Şayet bu tepkiler hiç olmasaydı söz konusu belediye o konseri yapacaktı. Çünkü orada kültür adına karar verenler Türkiye’deki kültür endüstrisinin gençlik ile alakalı hedeflerini bilen kişiler değil besbelli. Konser düzenlemek kültürel etkinlik yapmak değil. Kültür müdürlüğü, eğlence müdürlüğü değil.
Yaz gelince her yerde abuk sabuk isimlerle festivaller düzenleniyor. Her festivalde en az 3-4 şarkıcı. Sahnesi, ses sistemi, karavanı, ulaşımı, ekibi, konaklaması, kaşesi derken sıradan bir şarkıcının maliyeti 300-400 bin liraya geliyor. Daha sükseli isimler olsun derseniz yedi yüz bin ila bir milyon lira arasında maliyetleri üstlenmeniz gerekiyor, bir kişi için kamu adına ve kamunun parasıyla.
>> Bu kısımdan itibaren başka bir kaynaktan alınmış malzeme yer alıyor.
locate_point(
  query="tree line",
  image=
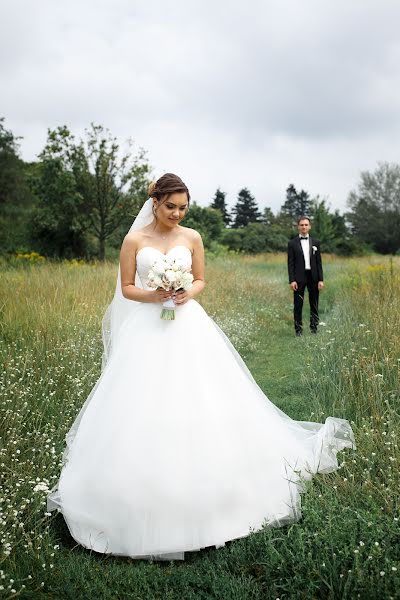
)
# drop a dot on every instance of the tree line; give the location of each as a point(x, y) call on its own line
point(81, 195)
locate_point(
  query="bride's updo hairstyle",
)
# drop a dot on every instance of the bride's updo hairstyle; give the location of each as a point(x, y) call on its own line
point(168, 184)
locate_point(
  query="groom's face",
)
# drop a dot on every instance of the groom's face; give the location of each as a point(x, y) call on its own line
point(304, 226)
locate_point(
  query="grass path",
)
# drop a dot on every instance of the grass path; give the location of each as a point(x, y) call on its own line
point(347, 544)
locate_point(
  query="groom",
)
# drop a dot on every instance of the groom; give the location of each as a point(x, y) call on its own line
point(305, 271)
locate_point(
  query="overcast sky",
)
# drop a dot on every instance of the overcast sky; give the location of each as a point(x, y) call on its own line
point(256, 94)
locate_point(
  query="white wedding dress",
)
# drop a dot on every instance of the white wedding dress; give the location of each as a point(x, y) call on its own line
point(177, 448)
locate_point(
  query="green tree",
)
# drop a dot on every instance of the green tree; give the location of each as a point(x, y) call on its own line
point(296, 204)
point(98, 187)
point(207, 221)
point(255, 238)
point(245, 210)
point(322, 225)
point(375, 208)
point(15, 195)
point(219, 203)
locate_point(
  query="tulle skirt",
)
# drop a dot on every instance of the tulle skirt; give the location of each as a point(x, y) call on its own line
point(177, 448)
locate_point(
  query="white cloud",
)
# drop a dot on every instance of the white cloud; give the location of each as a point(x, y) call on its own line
point(258, 94)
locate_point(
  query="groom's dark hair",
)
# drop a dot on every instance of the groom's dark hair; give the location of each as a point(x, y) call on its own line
point(302, 219)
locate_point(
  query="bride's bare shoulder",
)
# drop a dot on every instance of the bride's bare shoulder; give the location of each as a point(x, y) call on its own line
point(133, 239)
point(191, 235)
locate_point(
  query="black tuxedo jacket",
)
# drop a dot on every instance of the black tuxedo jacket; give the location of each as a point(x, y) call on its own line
point(296, 264)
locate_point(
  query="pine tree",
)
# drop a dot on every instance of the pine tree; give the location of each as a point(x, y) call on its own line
point(219, 203)
point(296, 204)
point(246, 209)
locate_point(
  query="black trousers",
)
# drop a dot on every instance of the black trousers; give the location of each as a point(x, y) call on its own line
point(313, 295)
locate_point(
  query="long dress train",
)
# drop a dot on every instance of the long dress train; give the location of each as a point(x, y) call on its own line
point(177, 448)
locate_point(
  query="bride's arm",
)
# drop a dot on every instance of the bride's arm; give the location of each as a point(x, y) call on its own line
point(127, 263)
point(197, 271)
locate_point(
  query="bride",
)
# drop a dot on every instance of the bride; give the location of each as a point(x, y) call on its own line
point(176, 447)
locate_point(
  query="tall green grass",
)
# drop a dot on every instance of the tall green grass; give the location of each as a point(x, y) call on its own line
point(347, 543)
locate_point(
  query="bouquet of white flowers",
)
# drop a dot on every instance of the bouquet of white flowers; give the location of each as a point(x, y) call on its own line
point(170, 275)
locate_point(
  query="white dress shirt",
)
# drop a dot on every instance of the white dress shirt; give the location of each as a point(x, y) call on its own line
point(305, 245)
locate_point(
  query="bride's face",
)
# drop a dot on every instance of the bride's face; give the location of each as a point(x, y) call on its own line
point(172, 210)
Ne yapıyoruz? Müzik dinliyoruz!
Milyonlarca depremzedenin olduğu ülkemizde bu kadar büyük meblağları neden konsere yatırıyoruz?
AK Partili belediyelerin konser düzenlemek kültürel etkinlik yapmaktır anlayışından vaz geçmeleri gerekiyor. Bunun için de o koltuklara kültür adamlarını oturtmaları gerekiyor.
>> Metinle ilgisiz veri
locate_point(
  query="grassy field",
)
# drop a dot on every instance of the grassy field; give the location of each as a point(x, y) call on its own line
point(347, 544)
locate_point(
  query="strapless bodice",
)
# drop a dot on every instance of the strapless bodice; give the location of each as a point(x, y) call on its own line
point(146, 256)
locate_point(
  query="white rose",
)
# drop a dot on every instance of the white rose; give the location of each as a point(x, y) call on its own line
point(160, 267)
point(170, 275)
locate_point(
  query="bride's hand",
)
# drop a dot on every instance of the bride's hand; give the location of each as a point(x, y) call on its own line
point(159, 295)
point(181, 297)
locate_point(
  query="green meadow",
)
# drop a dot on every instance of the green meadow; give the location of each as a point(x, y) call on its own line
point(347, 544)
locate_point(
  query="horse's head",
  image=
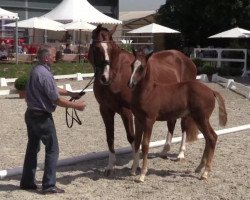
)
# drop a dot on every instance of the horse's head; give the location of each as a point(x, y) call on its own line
point(99, 53)
point(139, 68)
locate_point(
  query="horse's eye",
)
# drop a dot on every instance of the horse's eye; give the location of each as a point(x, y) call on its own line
point(140, 69)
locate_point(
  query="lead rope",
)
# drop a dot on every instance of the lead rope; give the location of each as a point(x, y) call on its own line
point(74, 116)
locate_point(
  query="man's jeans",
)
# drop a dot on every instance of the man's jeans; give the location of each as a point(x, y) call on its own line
point(40, 126)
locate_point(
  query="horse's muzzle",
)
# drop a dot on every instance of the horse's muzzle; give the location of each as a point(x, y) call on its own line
point(130, 84)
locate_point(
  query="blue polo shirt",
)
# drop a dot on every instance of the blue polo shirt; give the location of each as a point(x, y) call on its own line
point(41, 90)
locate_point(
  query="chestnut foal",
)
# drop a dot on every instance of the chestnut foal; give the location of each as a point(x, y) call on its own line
point(153, 101)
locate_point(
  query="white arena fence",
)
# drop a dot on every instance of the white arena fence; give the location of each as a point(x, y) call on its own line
point(104, 154)
point(227, 83)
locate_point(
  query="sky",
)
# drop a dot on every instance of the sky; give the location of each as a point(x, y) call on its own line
point(139, 5)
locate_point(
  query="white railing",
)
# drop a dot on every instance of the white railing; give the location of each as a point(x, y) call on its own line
point(232, 85)
point(227, 83)
point(77, 76)
point(219, 59)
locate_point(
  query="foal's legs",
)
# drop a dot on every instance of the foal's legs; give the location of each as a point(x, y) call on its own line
point(145, 147)
point(210, 142)
point(108, 119)
point(166, 148)
point(136, 149)
point(127, 118)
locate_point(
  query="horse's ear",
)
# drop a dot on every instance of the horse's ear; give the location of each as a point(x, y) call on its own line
point(134, 51)
point(113, 30)
point(149, 55)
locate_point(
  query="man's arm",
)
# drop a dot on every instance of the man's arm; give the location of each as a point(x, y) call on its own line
point(79, 105)
point(64, 92)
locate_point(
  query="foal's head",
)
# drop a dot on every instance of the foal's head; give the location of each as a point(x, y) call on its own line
point(99, 52)
point(139, 68)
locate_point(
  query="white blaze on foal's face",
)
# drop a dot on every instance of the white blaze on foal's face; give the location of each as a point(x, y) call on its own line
point(106, 69)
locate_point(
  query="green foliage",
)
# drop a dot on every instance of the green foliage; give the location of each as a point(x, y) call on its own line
point(197, 62)
point(208, 69)
point(198, 19)
point(230, 69)
point(59, 68)
point(127, 47)
point(21, 82)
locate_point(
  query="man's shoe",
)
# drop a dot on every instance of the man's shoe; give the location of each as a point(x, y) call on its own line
point(28, 187)
point(52, 190)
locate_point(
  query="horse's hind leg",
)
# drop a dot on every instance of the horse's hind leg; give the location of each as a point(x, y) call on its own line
point(181, 155)
point(136, 149)
point(108, 119)
point(127, 118)
point(166, 148)
point(210, 143)
point(148, 125)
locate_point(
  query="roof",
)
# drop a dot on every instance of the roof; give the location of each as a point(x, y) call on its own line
point(76, 10)
point(131, 15)
point(135, 19)
point(5, 14)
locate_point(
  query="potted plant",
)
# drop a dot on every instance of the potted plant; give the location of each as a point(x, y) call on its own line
point(209, 70)
point(20, 85)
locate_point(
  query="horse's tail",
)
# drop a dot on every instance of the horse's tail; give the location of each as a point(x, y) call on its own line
point(191, 130)
point(222, 109)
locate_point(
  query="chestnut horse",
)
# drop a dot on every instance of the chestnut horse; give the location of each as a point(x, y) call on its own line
point(153, 101)
point(112, 66)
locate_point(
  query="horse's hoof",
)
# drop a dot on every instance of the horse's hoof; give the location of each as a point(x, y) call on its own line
point(163, 155)
point(197, 170)
point(181, 160)
point(204, 178)
point(139, 180)
point(133, 172)
point(108, 172)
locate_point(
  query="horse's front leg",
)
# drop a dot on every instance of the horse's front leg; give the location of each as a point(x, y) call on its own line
point(166, 148)
point(127, 118)
point(136, 149)
point(108, 119)
point(147, 127)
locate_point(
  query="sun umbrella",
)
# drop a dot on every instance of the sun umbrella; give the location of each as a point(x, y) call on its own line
point(5, 14)
point(81, 26)
point(154, 28)
point(233, 33)
point(39, 23)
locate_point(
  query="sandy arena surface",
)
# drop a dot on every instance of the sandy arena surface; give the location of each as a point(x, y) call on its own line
point(166, 179)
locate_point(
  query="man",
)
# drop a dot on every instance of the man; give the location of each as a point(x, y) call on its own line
point(42, 97)
point(67, 49)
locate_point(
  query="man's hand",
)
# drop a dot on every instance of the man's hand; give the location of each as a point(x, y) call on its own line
point(80, 105)
point(76, 95)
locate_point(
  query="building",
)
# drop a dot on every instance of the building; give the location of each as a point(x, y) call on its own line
point(35, 8)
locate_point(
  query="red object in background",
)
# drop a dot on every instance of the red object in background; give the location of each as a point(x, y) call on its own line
point(11, 40)
point(32, 50)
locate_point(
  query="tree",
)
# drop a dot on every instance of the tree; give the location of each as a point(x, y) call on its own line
point(198, 19)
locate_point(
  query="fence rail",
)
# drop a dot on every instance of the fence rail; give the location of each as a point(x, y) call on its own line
point(227, 83)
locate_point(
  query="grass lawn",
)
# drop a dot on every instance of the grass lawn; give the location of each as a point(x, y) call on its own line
point(59, 68)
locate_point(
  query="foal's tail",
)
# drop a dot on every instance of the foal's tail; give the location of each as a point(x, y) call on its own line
point(222, 109)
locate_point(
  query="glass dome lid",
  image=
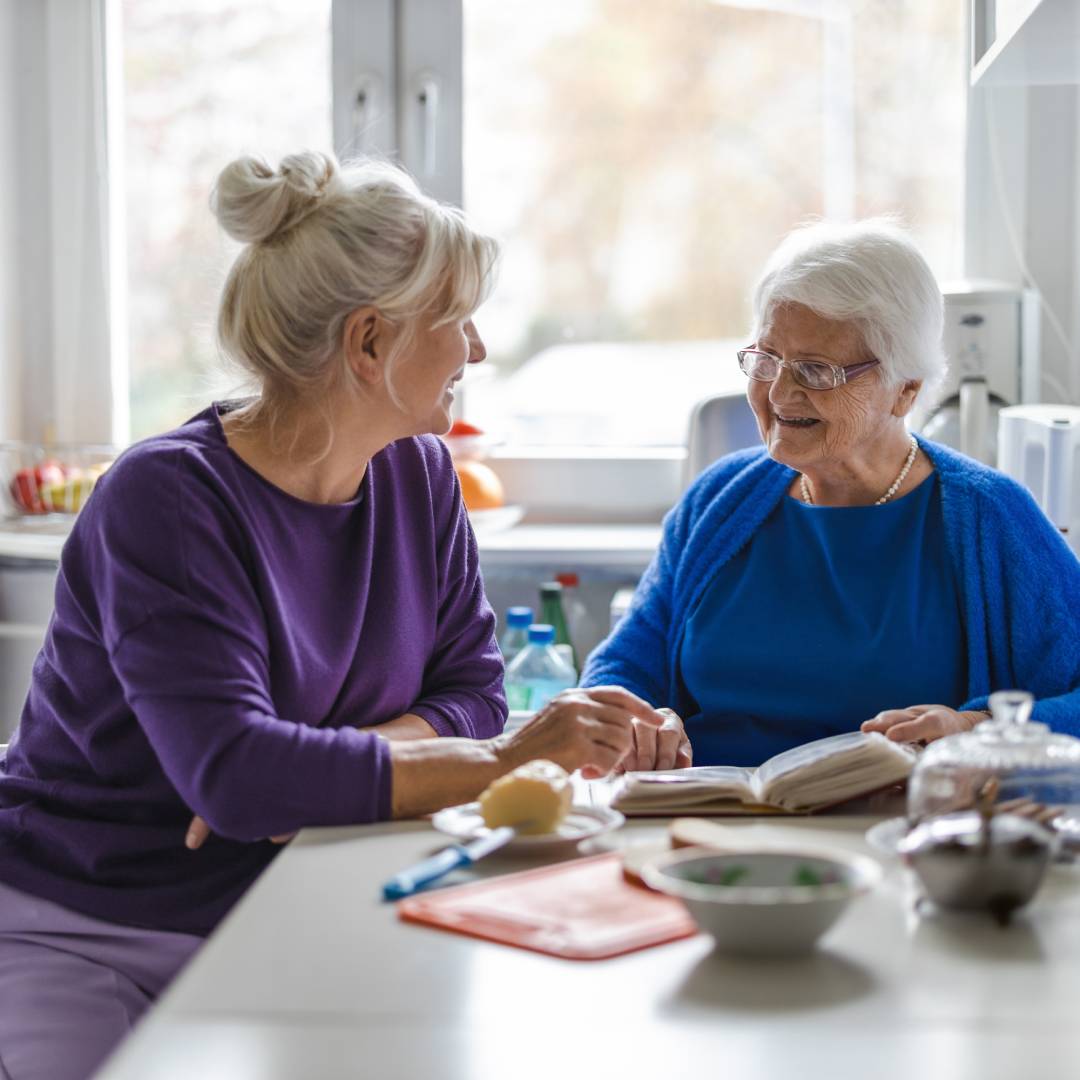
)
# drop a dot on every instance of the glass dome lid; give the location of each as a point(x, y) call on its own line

AK Partili belediyelerin en büyük problemlerinden biri kültür gibi önemli işlerin başına kültür adamlarını oturtmamaları.
Söz gelimi, bir kurumda 12 yıl çalıştım. Müdürlük yaptım. Kendimi bildim bileli dergisiyle, tiyatrosuyla, sinemasıyla kültürel hayatın içinde olduğum ve sanat eğitimi aldığım halde, çalıştığım kurumun kültür müdürlüğünde görev verilmedi bana. O görev başka bir kültür adamına verilmiş olsaydı yine hayıflanmazdım. Ama maalesef başka yerlerde olduğu gibi o koltuk hep kültür ile alakası olmayan kişilere tahsis edildi. Biz de birikimimizi kamunun istifadesine sunma fırsatı bulamadık.
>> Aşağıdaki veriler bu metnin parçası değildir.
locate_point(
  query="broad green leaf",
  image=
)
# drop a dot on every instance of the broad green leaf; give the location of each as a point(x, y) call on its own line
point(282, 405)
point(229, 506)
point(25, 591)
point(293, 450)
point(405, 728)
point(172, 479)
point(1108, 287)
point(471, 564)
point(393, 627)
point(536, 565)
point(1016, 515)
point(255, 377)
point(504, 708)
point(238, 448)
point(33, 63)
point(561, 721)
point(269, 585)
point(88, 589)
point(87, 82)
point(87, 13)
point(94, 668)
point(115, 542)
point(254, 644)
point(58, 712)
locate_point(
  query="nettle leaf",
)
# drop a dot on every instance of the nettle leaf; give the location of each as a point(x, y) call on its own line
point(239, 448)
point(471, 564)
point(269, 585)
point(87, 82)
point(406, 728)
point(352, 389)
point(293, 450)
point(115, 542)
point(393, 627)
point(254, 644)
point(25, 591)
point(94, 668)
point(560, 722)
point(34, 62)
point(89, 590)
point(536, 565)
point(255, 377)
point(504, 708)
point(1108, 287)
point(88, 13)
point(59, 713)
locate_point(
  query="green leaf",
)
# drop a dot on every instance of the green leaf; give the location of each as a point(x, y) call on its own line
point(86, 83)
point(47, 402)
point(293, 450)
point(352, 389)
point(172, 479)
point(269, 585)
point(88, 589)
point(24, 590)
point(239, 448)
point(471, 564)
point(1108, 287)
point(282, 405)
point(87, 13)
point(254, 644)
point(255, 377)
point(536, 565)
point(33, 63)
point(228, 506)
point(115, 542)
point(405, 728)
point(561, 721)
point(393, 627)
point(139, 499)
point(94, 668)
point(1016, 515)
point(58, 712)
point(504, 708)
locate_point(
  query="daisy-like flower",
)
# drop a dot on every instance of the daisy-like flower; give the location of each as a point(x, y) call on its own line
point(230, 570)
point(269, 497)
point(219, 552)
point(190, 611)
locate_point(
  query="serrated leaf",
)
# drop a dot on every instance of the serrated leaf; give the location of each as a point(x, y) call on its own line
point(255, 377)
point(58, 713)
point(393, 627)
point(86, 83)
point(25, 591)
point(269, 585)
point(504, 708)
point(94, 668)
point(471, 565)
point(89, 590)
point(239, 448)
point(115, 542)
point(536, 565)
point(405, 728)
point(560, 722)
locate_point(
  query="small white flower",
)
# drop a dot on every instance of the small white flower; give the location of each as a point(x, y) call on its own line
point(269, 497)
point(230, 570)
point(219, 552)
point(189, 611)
Bu hazin bir Türkiye gerçeği.
Bu ülkenin çocuklarını kültür endüstrisinin piyonu Mosso gibilere kaptırmak istemiyorsanız doğru düzgün kültür faaliyeti yapıp adam yetiştirmeniz şart. Kompleksi bırakın ve Mosso gibilere alan açacağınıza kendi kültür insanlarınıza alan açın. Sizin kültür insanlarınıza CHP’li belediyeler alan açıyorlar mı? Konferans, söyleşi ya da konser verdiriyorlar mı? İBB’de dört yıldır bir Orhan Hakalmaz konseri, bir Tarık Tufan, Beyazıt Akman söyleşisi yapıldı mı? Fakat Mosso gibilere CHP’li belediyeler de alan açıyor siz de açıyorsunuz. Burada açık bir çelişki var. Ve bu çelişki bizim güçlenmemizi engelliyor. Başkanlar bu konuya bir el atsınlar!